Two bombs explode in southern Thailand's Pattani

Two bombs target pub and karaoke bar in troubled southern region, killing one person and injuring 30 others

One person has been killed and 30 others injured after two bombs exploded in a busy nightlife district in Thailand's troubled southern province of Pattani, according to local news media.

The first bomb targeted a pub and karaoke bar late on Tuesday causing no casualties, before a second blast struck the same area 20 minutes later in an apparent "double-tap attack", the Bangkok Post newspaper said.

The second bomb was designed "to maximise casualties", Yutthanam Petchmuang, a spokesman for Internal Security Operations Command, told local broadcaster Spring News.

"The second explosion came from a truck parked at the hotel entrance ... resulting in one death and 30 injuries."

A staff member at the town’s hospital said 32 people were injured, five of them critically. All are Thai nationals, the worker added, asking not to be named.

Most embassies warn nationals against all travel to Pattani because of the long-running conflict between the Buddhist-majority state and shadowy Muslim rebels seeking greater autonomy.

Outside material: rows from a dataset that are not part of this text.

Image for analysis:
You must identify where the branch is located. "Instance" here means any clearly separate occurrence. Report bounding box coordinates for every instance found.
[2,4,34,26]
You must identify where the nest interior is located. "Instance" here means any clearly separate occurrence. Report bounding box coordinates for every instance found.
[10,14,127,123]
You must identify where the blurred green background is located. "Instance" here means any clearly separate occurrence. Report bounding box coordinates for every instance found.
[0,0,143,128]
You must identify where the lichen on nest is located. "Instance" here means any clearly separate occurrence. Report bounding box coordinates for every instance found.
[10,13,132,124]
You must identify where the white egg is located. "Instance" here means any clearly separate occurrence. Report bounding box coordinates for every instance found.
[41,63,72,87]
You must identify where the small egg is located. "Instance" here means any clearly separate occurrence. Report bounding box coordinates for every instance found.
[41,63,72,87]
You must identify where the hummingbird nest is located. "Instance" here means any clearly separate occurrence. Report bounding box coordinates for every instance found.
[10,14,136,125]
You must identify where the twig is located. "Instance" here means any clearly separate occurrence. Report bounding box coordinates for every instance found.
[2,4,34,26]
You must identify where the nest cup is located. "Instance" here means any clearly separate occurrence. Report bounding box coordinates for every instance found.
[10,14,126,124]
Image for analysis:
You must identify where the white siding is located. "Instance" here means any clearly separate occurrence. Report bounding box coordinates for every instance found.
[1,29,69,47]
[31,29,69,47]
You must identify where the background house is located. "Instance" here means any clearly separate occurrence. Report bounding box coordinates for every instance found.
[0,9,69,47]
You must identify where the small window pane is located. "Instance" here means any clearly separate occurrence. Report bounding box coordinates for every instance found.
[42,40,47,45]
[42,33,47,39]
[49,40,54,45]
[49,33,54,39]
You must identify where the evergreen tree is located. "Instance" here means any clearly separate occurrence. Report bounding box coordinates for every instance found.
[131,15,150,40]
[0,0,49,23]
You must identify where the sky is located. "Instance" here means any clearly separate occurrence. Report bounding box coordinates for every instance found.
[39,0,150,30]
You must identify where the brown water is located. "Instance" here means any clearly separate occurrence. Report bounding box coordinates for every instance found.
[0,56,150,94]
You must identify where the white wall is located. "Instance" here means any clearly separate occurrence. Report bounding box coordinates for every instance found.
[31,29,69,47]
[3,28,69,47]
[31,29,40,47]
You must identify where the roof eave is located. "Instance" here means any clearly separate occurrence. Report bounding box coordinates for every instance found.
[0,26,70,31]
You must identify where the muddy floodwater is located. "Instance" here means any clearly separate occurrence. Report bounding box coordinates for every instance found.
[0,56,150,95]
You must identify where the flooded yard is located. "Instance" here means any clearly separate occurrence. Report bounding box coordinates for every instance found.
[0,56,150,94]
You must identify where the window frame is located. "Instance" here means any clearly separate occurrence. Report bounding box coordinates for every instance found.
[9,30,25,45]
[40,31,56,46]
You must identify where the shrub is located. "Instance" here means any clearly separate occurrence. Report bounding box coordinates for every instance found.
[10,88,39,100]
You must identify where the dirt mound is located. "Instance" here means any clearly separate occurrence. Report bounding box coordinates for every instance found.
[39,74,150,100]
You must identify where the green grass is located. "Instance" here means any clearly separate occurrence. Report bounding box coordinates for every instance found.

The blasts came less than two weeks after a series of explosions hit three of Thailand’s most popular tourist resorts and a town in the south of the country, killing four people and wounding dozens.

Tourism is one of the only growth sectors in Thailand, and accounts for 10% of an economy that has struggled under the stewardship of a military government that seized power two years ago.

No group has claimed responsibility for the wave of bombings, but some security experts noted at the time that southern insurgent groups have a track record of carrying out coordinated bombing attacks.

Since 2004, a low-intensity but brutal war between government troops and insurgents has killed more than 6,500 people in the southern provinces of Yala, Pattani and Narathiwat that border Malaysia.

The three provinces soundly rejected a referendum earlier this month on the new military-backed constitution, which passed convincingly in most of the rest of the country.

The latest bombings came a year after an attack on a Hindu shrine, crowded with tourists in central Bangkok, killed 20 people and wounded more than 120. Police have accused two ethnic Uighur Muslims from China of the August 2015 attack.